INTERNATIONAL NEWS - Eskom’s generating plant breakdowns took out a stratospheric 15 921 megawatts (MW) on Saturday at 06:30, the highest level yet, which means an astonishing 40% of its coal fleet of around 40 000 MW was offline.
This is higher than the 15 200 MW of outages on Tuesday, December 10, the day after the utility was hit by a “perfect storm” (flooding power stations, wet coal, broken conveyors at Medupi Power Station, and very little renewable power being fed into the grid because of the heavy rains), which necessitated Stage 6 load shedding.

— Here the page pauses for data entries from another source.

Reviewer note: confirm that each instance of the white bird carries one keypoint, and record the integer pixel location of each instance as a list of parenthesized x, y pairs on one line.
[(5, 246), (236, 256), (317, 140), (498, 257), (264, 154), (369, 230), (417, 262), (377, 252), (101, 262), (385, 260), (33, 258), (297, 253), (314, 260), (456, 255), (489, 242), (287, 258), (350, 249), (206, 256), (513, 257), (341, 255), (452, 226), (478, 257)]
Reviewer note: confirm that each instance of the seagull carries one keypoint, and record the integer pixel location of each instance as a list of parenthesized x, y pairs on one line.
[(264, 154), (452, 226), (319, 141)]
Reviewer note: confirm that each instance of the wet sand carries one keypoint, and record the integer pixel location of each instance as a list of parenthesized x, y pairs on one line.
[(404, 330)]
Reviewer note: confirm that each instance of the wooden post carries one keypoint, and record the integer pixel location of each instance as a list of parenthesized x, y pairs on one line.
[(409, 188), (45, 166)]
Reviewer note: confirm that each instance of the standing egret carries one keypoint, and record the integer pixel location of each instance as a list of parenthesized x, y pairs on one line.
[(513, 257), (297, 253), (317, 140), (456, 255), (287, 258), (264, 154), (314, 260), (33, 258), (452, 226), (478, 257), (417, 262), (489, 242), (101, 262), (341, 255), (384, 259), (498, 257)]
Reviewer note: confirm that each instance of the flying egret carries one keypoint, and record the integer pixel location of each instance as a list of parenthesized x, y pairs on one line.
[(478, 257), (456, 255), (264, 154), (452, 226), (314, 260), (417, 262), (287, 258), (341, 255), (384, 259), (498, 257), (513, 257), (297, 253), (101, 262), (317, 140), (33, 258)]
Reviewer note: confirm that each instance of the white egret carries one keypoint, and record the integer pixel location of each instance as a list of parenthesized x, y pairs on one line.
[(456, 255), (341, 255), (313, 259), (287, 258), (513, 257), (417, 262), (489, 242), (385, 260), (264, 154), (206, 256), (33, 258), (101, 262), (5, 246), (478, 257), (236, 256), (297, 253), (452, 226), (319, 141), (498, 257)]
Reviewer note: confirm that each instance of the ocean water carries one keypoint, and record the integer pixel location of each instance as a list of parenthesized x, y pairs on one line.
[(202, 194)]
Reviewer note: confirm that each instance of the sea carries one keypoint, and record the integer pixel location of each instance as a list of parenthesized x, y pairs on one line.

Since the last instance of load shedding in 2019 (Stage 2 on 13 December, with 12 000 MW out of service), Eskom has not made any headway in reducing the alarmingly high level of breakdowns. In fact, the situation has worsened.
Usefully for Eskom, demand generally ramps up across the next two weeks as mines and factories reopen. Using last year’s data, it is clear that peak load only returns to ‘normal’ summer levels of around 28 000 MW by January 15. This means it won’t suddenly face ‘normal’ demand today (Monday, January 6).
In addition, based on performance in December, non-commercial generation (the units at Kusile Power Station) has been able to add up to 900 MW to capacity, which Eskom desperately needs.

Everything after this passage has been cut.